Commentary Directory

A Year of Normalization

Jacob Hess
January 09, 2022

The Week Behind

The first full week of the new year comes to a close, and we have quickly found out that 2021 and 2022 may have many similarities. The most obvious similarity is the existence of a highly transmissible respiratory virus still floating disrupting economic activity (for the 3rd year) that many will be hoping is an insignificance by the end of the year. Forecasts for growth across the globe are again above the pre-pandemic trend with more downside risk than upside risk (likely the last year of stimulus driven growth). Amidst it all, central banks continue to tighten monetary policy (2021 was the year for asset purchase tapering; 2022 is the year of increasing interest rates).

Normalization will be a key theme for the year. The extreme trends that have developed over the last two years in prices, in the labor market, in global trade, and in public health will start to calm to start a transition to a more normal economy.

The start of a new month prompted the release of another set of PMI reports from IHS Markit describing manufacturing and service sector activity in December. The Global Composite Output Index reached a 3-month low of 54.3, down from 54.8, reflected a broad-based decline in indexes in most major economies as a result of outbreaks of the Omicron variant. Within the Global Index, China was the only country (of 12) to see an increase in the expansion of its output as it tries to bounce back from a contraction caused by its troubling real estate sector. While economic growth did slow, it did not slow to the extent that some may have thought it would following the surges in Omicron cases.

Other noteworthy data points included declines in the Input Prices index (down -0.8 pts to 68.5) and the Output Prices index (down -0.5 pts to 59.0) for manufacturing and in the Input Prices index (down -0.4 pts to 68.1) and the Prices Charged index (down -0.1 pts to 58.7) for services. While there is still plenty of evidence that supply strains are causing issues, the declines in these indexes suggest there may be a top in price growth coming soon if it hasn't already come. The reports of labor shortages due to Omicron after the Christmas period could delay that top but likely only temporarily.

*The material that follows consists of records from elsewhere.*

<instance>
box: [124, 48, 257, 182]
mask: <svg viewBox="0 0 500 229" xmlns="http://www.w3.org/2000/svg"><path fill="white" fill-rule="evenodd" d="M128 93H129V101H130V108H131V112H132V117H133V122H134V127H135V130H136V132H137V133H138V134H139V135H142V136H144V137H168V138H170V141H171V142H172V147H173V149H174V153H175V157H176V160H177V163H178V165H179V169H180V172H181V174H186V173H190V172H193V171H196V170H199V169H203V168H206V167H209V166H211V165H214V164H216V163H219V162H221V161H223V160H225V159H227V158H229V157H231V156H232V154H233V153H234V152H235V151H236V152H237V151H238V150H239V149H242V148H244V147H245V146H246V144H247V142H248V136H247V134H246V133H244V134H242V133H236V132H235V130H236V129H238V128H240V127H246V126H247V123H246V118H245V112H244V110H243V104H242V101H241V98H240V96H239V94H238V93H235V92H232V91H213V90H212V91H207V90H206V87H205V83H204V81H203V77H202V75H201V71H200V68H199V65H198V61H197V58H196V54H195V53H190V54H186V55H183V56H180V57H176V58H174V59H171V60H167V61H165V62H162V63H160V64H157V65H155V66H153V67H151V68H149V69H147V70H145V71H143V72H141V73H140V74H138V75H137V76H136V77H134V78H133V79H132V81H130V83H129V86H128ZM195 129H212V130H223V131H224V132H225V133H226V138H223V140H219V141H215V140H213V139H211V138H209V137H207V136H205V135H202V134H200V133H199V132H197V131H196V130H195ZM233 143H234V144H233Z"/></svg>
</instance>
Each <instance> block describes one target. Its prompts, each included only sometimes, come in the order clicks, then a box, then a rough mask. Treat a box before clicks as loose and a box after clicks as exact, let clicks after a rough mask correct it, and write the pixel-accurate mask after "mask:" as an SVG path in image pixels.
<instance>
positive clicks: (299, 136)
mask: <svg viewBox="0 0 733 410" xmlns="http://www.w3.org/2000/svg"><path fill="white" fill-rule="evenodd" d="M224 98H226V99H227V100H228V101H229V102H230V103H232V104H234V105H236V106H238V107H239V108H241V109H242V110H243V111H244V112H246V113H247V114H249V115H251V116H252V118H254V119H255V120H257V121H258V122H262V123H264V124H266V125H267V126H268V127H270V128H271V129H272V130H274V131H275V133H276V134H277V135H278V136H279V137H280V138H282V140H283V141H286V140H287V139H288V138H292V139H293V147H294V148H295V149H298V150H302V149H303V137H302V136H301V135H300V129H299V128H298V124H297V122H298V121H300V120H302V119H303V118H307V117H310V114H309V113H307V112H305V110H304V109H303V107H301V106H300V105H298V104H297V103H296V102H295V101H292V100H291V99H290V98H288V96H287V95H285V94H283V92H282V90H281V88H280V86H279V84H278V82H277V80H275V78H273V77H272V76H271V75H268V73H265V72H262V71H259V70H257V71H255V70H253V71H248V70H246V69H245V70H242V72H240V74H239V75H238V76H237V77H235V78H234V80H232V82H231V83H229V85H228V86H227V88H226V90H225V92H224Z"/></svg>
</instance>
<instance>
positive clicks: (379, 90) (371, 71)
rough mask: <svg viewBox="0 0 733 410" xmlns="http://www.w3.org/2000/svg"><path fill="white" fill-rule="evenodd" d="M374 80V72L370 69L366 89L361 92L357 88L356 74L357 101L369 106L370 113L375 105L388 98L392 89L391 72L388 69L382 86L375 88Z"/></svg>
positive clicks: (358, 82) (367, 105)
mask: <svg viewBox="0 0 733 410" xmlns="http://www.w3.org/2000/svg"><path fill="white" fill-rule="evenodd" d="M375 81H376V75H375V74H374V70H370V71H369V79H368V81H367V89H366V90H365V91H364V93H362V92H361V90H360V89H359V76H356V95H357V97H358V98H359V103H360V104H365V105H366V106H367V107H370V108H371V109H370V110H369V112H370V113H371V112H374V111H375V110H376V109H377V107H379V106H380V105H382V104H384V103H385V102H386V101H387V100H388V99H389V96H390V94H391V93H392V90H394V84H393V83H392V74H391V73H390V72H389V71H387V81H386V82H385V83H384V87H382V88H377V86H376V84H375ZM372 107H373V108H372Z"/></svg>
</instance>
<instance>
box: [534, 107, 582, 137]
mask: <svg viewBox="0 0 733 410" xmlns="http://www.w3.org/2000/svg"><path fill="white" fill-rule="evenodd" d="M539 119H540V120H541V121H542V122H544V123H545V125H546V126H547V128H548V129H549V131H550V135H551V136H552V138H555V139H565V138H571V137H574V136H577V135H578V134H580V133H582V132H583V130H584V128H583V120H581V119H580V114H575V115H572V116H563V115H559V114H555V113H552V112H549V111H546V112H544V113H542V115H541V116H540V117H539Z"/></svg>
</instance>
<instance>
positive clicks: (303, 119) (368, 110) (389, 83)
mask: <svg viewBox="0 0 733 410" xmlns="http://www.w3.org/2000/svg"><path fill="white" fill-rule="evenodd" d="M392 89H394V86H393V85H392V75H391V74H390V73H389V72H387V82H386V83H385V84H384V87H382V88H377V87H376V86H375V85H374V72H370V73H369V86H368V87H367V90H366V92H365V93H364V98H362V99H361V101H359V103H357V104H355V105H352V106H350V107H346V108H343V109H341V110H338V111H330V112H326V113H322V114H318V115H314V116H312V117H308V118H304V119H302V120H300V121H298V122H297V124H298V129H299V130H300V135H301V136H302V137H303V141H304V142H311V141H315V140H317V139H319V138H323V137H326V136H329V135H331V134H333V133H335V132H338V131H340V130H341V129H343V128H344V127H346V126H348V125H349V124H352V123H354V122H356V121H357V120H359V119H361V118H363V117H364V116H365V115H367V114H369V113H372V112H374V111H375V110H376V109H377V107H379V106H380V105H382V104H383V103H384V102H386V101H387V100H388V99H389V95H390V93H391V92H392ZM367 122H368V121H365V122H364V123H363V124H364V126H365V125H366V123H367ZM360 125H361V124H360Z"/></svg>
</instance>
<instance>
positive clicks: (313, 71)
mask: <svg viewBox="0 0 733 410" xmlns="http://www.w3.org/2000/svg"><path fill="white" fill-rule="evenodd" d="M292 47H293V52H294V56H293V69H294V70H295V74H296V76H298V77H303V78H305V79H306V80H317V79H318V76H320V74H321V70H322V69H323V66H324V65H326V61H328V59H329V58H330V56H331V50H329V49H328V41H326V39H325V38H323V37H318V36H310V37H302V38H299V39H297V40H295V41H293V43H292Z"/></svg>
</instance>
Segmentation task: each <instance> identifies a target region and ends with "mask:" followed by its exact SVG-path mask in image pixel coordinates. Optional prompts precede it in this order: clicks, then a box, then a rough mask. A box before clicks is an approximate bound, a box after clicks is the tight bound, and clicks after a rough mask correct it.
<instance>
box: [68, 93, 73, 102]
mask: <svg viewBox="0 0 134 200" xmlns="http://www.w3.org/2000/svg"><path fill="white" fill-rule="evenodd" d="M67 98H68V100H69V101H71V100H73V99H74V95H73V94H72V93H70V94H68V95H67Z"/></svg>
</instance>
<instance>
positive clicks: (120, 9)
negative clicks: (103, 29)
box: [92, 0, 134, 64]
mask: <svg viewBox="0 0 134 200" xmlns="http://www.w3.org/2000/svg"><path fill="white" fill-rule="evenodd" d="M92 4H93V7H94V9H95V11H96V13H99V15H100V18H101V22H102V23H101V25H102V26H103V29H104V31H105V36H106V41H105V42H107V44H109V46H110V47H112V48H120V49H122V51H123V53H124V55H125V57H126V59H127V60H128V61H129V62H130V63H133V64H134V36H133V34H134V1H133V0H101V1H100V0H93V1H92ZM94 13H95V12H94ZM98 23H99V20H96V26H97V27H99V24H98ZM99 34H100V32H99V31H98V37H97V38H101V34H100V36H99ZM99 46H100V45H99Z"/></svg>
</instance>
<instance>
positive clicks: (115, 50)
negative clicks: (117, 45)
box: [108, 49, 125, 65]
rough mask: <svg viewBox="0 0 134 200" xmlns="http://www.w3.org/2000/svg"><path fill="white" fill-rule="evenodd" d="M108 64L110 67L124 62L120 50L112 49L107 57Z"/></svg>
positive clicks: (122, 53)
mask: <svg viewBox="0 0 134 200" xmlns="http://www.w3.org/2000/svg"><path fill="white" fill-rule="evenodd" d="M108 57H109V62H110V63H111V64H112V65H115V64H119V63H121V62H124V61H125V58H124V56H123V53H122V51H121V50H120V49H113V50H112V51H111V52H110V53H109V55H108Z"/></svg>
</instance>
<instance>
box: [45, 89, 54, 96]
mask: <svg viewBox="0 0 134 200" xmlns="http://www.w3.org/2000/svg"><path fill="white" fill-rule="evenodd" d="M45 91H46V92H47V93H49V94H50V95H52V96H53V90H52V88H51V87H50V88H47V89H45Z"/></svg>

The end of week concluded with the last jobs report of 2021. The US added 199k jobs, and the unemployment rate fell -0.3% to 3.9%. The service sector continued to lead the job gains with 157k while the goods sector added just 54k (government employment fell -12k). With these job gains, the unemployment rate drops further below the Fed's median projection for 2021 of 4.3%, making substantial progress toward the 3.5% projected for 2022. The only real weakness that the Fed might sense in the labor market is the labor force participation rate which was little changed at 61.9% in December, still well below the 63.4% in Feb 2020. However, a wave of early retirements during the pandemic means that it might never recover. Ironically, a weak labor force participation rate could also mean that wage inflation remains elevated causing further price instability.

Welcome to 2022.

Chart of the Week


Both the unemployment rate and labor force participation rate have moved back towards normal since February 2020, but the recovery in the latter has stalled despite jobs being added monthly.

The Week Ahead

Inflation reports from the US and China come out next week. Both are expected to see some degree of cooling as PMIs that came out at the beginning of the month have pointed to. Euro area unemployment rate and industrial production will also give some idea of how some countries' reactions to the Omicron news affected the economy in November.